Laura Z. Hobson, 85, a writer best known for her 1947 novel "Gentleman's Agreement," which dealt with anti-Semitism in America, died of cancer Feb. 28 at a hospital in New York City. She lived in New York.
Mrs. Hobson took four years to write "Gentleman's Agreement," which portrayed anti-Semitism in a time when hotels and clubs were closed to Jews and some jobs and housing were denied to them.
Before writing the book, she told her publisher, Simon & Schuster, "I've got an idea for a book that a magazine will never look at, the movies won't touch and the public won't buy -- but I have to do it."
The story was about a writer, Philip Schuyler Green, who poses as a Jew to learn of anti-Semitism for a magazine article. Among those who came under attack in the story were "liberals" who professed an absence of malice toward Jews, but helped foster prejudice in subtle ways.
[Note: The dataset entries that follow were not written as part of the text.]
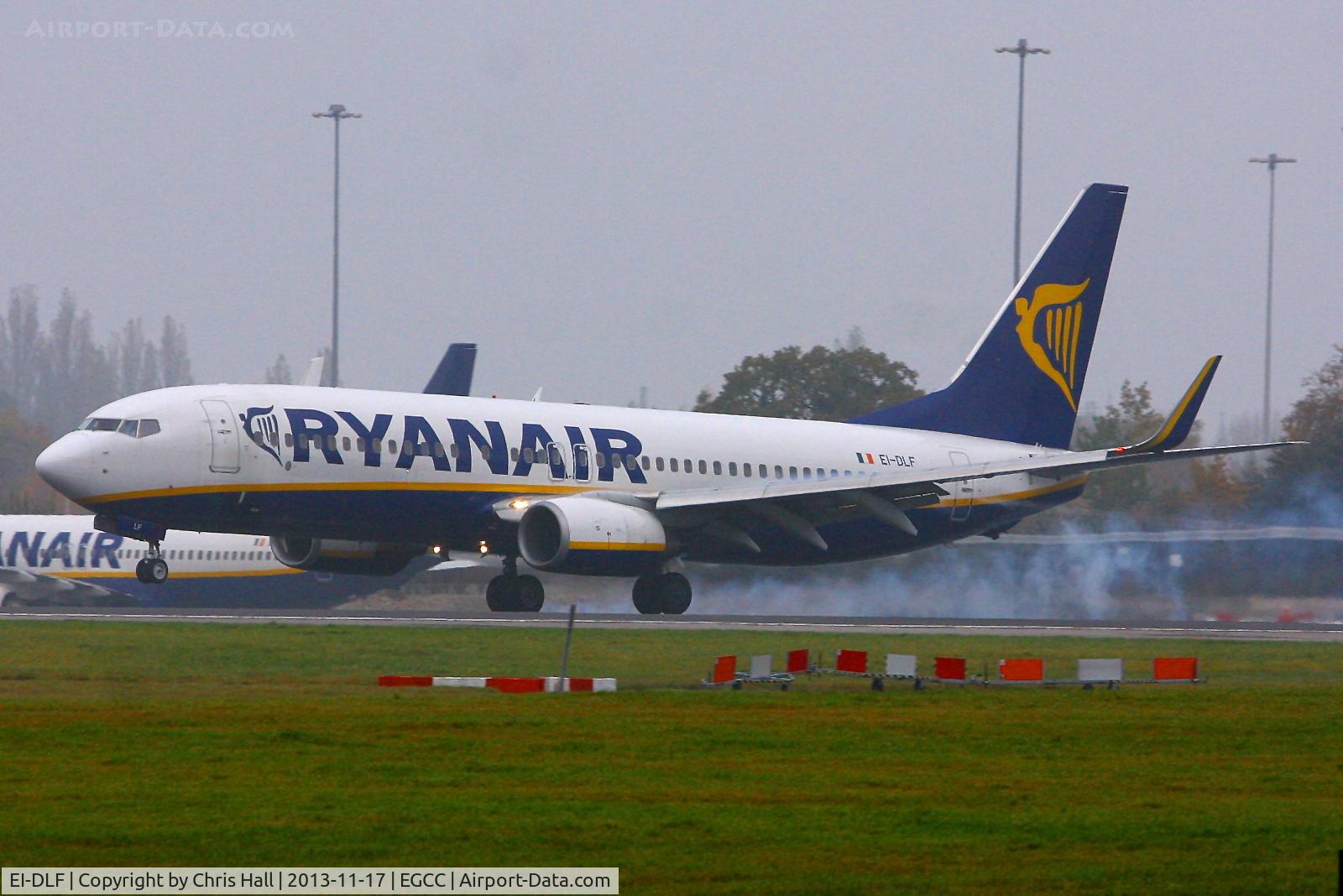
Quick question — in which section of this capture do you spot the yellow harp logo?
[1016,278,1090,412]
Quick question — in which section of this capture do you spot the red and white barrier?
[998,660,1045,681]
[932,656,965,681]
[378,675,615,694]
[1077,660,1124,681]
[835,650,868,675]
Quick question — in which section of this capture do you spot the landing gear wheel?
[656,573,690,616]
[510,576,546,613]
[634,576,662,616]
[145,557,168,585]
[485,576,509,613]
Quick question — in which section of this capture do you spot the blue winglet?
[1112,354,1222,455]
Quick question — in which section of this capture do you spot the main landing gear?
[136,542,168,585]
[634,573,690,616]
[485,557,546,613]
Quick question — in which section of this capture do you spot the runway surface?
[0,607,1343,641]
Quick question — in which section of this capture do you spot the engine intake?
[270,535,421,576]
[517,497,667,576]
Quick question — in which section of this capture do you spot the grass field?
[0,621,1343,893]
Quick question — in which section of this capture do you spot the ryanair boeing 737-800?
[38,184,1289,613]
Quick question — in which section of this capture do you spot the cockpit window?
[79,417,159,439]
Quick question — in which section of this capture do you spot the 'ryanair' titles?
[239,406,647,486]
[0,530,125,569]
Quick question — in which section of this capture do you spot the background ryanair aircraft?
[29,184,1289,613]
[0,515,438,607]
[0,342,475,607]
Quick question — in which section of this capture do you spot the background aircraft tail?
[849,184,1128,448]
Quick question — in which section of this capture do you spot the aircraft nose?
[36,432,94,500]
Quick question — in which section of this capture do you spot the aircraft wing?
[654,357,1303,550]
[0,567,112,598]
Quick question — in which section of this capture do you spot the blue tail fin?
[425,342,475,396]
[849,184,1128,448]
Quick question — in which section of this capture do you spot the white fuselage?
[34,385,1081,563]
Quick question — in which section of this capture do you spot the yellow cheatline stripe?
[38,566,305,578]
[934,477,1086,510]
[79,482,596,504]
[1137,356,1220,451]
[569,542,667,551]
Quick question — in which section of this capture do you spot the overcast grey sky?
[0,2,1343,433]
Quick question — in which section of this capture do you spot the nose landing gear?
[136,542,168,585]
[485,555,546,613]
[634,573,692,616]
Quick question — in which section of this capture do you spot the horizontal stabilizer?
[425,342,475,396]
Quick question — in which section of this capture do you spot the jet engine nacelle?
[517,495,667,576]
[270,535,423,576]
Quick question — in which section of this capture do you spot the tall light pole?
[1251,153,1296,441]
[995,38,1049,286]
[313,103,363,386]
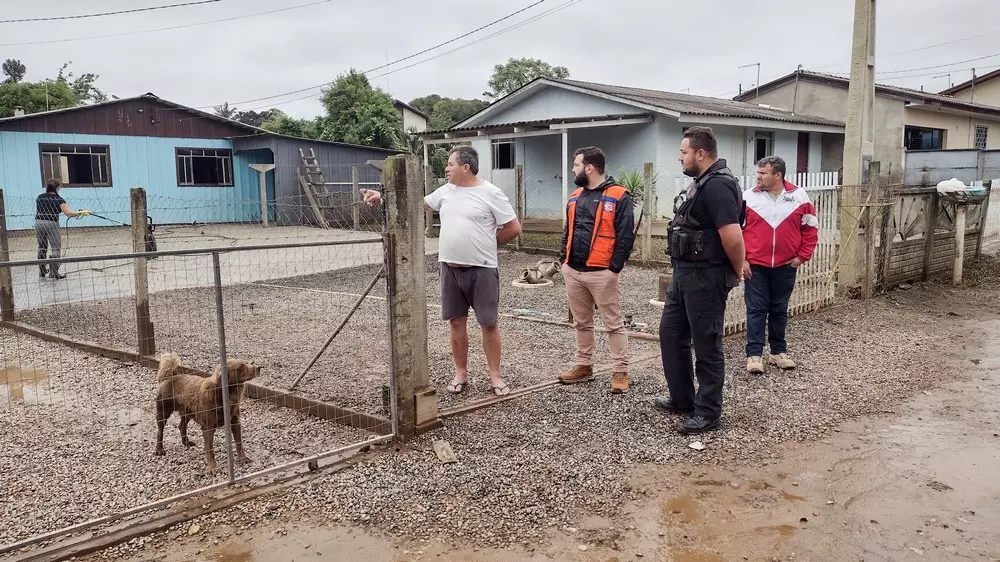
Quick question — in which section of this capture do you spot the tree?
[56,61,108,105]
[2,59,28,84]
[320,68,405,149]
[215,101,236,119]
[260,109,322,139]
[485,58,569,99]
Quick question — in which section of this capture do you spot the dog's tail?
[156,353,181,382]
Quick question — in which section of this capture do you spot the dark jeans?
[660,264,737,420]
[743,265,796,357]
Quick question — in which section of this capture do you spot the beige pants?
[562,264,628,373]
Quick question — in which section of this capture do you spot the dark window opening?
[177,148,233,187]
[493,141,515,170]
[39,144,111,187]
[903,127,944,150]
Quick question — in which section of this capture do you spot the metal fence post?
[212,252,235,483]
[0,189,14,322]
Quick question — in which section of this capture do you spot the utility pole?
[839,0,876,289]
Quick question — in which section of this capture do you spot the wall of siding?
[0,131,260,230]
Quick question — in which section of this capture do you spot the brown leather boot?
[559,365,594,384]
[611,373,628,394]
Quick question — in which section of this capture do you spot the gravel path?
[0,330,371,544]
[72,256,1000,557]
[18,254,660,415]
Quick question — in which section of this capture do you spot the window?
[903,127,944,150]
[38,144,111,187]
[973,125,990,150]
[177,148,233,187]
[493,139,514,170]
[753,131,774,166]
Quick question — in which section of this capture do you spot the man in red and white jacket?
[743,156,819,374]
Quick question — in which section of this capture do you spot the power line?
[811,30,1000,69]
[0,0,330,47]
[241,0,583,111]
[214,0,546,111]
[0,0,222,23]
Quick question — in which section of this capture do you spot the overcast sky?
[0,0,1000,117]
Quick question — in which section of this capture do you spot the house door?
[793,133,809,174]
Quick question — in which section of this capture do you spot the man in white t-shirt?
[364,146,521,396]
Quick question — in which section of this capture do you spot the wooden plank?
[383,155,430,441]
[923,190,939,281]
[0,189,14,322]
[131,187,156,355]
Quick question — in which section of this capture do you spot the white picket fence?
[656,172,837,219]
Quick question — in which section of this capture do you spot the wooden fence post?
[976,180,993,257]
[131,187,156,356]
[514,164,525,251]
[350,166,361,230]
[0,189,14,322]
[639,162,656,262]
[923,190,939,281]
[383,155,440,441]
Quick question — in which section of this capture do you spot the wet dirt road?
[103,320,1000,562]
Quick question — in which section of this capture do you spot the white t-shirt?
[424,181,517,268]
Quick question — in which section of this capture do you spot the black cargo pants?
[660,262,737,420]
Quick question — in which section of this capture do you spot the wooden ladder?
[297,148,330,228]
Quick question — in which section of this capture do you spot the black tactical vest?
[667,166,746,265]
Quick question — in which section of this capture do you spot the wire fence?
[0,190,395,552]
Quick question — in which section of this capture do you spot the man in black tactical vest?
[655,127,746,433]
Contrary to Mrs. Hobson's stated beliefs, the book immediately won critical and popular acclaim. It first appeared in serial form in Cosmopolitan magazine, and after publication rocketed to the top of best-seller lists, where it stayed for months. Translated into a dozen languages, it eventually sold about two million copies.
The 20th Century-Fox movie version was produced by Darryl F. Zanuck and directed by Elia Kazan, from a screenplay by Moss Hart. Starring Gregory Peck and Dorothy McGuire, it won the Academy Award as the best film of 1947.
Among Mrs. Hobson's other novels were "The Other Father," "The Celebrity," "First Papers" and her last, "Untold Millions," which was published in 1982.
"Consenting Adult," a well-received 1975 novel, explored the relationship between a mother and her homosexual son. Although she declined to say whether or not the book was autobiographical, she said it was true. Her younger son, Christopher Z. Hobson, acknowledged being a homosexual in an essay about the time the novel was published.
Laura Kean Zametkin was born in New York City on June 19, 1900. Her father Michael, a native of Russia, was a labor organizer and editor of the Jewish Daily Forward. Her mother, the former Adella Kean, was a socialist.
Mrs. Hobson later said, "I grew up in an agnostic, broad-minded family. I think of myself as a plain human being who happens to be an American. But so long as there is anti-Semitism in this country, so long as it remains an advantage not to be Jewish, I can never say. 'I am an agnostic,' but must say, 'I am Jewish.'"
After graduating from Cornell University, she became an advertising copywriter. She then spent a year as a reporter with the New York Post before joining the Luce publications in 1934. She did promotion work for Time, Life, and Fortune magazines, and eventually became promotion director of Time before quitting in 1940 to devote herself to writing.
In 1935, her first short story was published, and in 1943, her first novel, "The Trespassers," appeared. It was a story of the disorientation faced by European refugees and their difficulties in reaching and living in the United States. It also was an attack on the country's quota system for admitting immigrants.
In addition to her novels, Mrs. Hobson was the author of hundreds of magazine articles and short stories. Her last book was "Laura Z: A Life," the first volume of her autobiography, which was published in 1983. She was working on the second volume at the time of her death.
Her 1930 marriage to Thayer Hobson ended in divorce in 1935.
In addition to her son Christopher, who lives in New York City, her survivors included an adopted son Michael, also of New York City, and two grandchildren.